Je déplie timidement la fleur de papier. Quitte à la lire, pourquoi attendre ?

Hey,
Si vous lisez ça, c’est sûrement parce que vous avez trouvé mon corps étendu au milieu de mon salon. Je suis désolée pour vous. Ce n’était pas dans l’intention d’infliger ça à quiconque, mais mon corps ne pouvait pas rester là indéfiniment.
Ce monde n’est plus le mien, voilà tout ce que j’ai à dire.
Peu importe ce que vous aviez à voir avec moi, peu importe si vous comptez vous rendre à mon enterrement ou plutôt revendre mes affaires afin d'augmenter votre richesse personnelle, je ne vous demande qu'une chose, occupez vous de mon chat Koridwen, le seul qui m'aura à jamais été fidèle.

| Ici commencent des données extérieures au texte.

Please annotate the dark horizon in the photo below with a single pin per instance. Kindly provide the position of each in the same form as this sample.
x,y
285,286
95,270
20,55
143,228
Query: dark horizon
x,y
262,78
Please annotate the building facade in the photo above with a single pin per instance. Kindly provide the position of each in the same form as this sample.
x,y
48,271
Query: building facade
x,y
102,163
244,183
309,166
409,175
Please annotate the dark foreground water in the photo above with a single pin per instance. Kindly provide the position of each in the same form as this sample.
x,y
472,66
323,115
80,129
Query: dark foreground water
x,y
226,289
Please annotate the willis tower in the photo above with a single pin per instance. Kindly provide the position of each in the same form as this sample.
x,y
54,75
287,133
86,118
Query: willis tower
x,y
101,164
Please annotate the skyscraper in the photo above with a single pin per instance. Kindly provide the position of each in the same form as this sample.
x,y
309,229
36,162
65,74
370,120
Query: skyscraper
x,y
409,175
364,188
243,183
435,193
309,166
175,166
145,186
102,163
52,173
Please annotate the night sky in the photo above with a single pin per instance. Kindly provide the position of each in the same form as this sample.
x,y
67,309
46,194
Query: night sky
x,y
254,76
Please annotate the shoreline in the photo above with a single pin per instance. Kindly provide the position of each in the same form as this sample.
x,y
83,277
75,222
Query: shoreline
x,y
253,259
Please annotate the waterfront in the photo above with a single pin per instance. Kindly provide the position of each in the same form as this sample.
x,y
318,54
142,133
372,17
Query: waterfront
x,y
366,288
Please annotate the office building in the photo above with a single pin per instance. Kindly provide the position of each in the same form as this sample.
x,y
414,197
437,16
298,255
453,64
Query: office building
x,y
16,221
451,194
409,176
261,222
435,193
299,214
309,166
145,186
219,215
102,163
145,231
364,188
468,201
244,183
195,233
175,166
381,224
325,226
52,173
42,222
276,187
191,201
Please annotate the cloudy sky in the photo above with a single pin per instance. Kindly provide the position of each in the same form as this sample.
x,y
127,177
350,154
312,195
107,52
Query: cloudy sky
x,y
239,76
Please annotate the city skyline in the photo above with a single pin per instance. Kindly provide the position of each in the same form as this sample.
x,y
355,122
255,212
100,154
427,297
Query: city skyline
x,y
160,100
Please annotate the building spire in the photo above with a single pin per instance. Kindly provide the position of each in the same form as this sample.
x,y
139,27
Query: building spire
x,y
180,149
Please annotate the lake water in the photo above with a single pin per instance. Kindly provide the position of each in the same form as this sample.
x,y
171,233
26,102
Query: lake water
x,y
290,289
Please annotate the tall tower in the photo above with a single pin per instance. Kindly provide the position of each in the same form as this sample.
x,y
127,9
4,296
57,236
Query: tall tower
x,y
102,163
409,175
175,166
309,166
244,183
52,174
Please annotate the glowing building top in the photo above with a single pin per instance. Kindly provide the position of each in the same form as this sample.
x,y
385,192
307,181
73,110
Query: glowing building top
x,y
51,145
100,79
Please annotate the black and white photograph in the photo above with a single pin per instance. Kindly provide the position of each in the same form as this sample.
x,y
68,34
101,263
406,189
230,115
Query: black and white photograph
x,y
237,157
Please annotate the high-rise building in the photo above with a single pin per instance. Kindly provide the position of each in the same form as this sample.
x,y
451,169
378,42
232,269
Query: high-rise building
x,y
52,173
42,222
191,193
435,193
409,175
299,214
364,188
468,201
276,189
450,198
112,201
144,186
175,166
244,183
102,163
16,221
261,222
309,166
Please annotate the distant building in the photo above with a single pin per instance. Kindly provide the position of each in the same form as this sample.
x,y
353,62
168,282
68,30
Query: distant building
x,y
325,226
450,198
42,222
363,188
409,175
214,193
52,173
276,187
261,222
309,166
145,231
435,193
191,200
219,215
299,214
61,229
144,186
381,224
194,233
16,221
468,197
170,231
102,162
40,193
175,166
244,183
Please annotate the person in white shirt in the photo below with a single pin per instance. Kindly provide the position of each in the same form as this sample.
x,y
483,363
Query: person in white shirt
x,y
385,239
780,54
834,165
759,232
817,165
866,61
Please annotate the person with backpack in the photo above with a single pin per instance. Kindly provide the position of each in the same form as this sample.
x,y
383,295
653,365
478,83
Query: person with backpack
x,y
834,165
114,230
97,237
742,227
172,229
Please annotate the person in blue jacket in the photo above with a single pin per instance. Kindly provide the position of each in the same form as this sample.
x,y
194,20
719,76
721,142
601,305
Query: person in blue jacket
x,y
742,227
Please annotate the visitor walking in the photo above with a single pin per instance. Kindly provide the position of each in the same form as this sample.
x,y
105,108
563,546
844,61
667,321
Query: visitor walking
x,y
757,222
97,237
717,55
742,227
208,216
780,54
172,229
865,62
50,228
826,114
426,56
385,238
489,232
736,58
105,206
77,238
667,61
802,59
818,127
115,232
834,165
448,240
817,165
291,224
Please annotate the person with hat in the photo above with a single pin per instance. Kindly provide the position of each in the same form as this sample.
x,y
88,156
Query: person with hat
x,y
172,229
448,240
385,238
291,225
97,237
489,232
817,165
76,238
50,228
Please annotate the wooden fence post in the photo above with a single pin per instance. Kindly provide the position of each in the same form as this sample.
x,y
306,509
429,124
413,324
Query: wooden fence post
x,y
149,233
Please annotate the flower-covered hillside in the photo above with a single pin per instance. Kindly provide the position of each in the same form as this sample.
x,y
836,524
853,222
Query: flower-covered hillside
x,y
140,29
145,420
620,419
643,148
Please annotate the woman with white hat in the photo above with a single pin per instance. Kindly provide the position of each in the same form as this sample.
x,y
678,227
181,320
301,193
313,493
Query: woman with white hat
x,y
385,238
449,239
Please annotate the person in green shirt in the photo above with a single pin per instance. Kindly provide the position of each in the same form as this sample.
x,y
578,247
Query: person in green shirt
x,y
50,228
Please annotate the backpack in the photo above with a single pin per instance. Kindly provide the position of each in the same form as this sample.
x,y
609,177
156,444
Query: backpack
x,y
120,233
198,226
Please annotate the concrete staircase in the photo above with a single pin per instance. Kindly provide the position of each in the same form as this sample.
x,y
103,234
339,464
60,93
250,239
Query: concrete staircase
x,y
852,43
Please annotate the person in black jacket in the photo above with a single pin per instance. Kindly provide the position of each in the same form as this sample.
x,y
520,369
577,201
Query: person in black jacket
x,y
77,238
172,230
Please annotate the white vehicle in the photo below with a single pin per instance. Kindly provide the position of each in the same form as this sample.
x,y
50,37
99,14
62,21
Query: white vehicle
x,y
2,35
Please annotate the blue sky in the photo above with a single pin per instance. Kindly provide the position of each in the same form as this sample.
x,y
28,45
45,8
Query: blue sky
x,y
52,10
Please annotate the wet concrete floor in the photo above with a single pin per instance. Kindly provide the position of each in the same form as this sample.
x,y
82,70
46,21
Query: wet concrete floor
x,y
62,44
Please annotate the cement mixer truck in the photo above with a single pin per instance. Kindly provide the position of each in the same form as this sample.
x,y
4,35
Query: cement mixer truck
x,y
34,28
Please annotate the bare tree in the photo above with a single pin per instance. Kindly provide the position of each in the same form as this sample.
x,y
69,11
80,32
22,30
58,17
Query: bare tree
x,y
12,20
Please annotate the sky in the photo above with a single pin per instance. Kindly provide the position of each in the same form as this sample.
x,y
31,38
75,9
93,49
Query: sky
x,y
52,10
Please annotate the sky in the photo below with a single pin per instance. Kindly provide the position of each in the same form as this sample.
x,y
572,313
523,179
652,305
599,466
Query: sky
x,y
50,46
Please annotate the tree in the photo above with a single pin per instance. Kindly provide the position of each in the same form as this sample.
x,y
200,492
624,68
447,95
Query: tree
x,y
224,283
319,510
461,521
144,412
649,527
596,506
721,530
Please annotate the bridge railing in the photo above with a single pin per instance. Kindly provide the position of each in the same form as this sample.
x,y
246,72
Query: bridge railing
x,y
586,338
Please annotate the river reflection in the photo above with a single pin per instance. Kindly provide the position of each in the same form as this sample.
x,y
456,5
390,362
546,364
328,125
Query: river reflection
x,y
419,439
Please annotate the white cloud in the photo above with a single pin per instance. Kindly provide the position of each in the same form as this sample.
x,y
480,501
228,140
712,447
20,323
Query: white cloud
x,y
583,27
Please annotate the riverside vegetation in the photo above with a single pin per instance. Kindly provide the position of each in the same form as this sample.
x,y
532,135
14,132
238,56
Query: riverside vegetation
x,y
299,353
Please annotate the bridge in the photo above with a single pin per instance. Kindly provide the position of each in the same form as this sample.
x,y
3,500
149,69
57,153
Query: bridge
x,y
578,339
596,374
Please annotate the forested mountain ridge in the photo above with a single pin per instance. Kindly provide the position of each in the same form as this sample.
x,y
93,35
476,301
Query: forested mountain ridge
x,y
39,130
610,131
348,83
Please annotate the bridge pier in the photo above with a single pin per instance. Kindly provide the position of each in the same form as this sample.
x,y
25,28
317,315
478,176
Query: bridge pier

Trouvez-lui un foyer aimant.

Almia

Son chat. Je l'ai laissé là-bas. Et voilà. Encore une chose que je n'aurai pas pu faire pour elle. Comme lui rendre son journal.
Au moins, je sais désormais la prochaine chose que je ferai. Il faut que je retrouve cet animal. J'irai demain. Heureusement que j'ai encore les clés. Je pense que d’ici là, ils n'auront pas encore embarqué le chat pour le donner à je-ne-sais-qui.

Il faut que je dorme.
Ferme les yeux Sam. Tu reprendras conscience de tout ça demain. Tu pleureras plus tard. Mais là, il faut que tu te reposes. Ou tu ne tiendras pas, me dis-je à moi-même.

Malgré cela, je passe la nuit la plus longue de toute mon existence.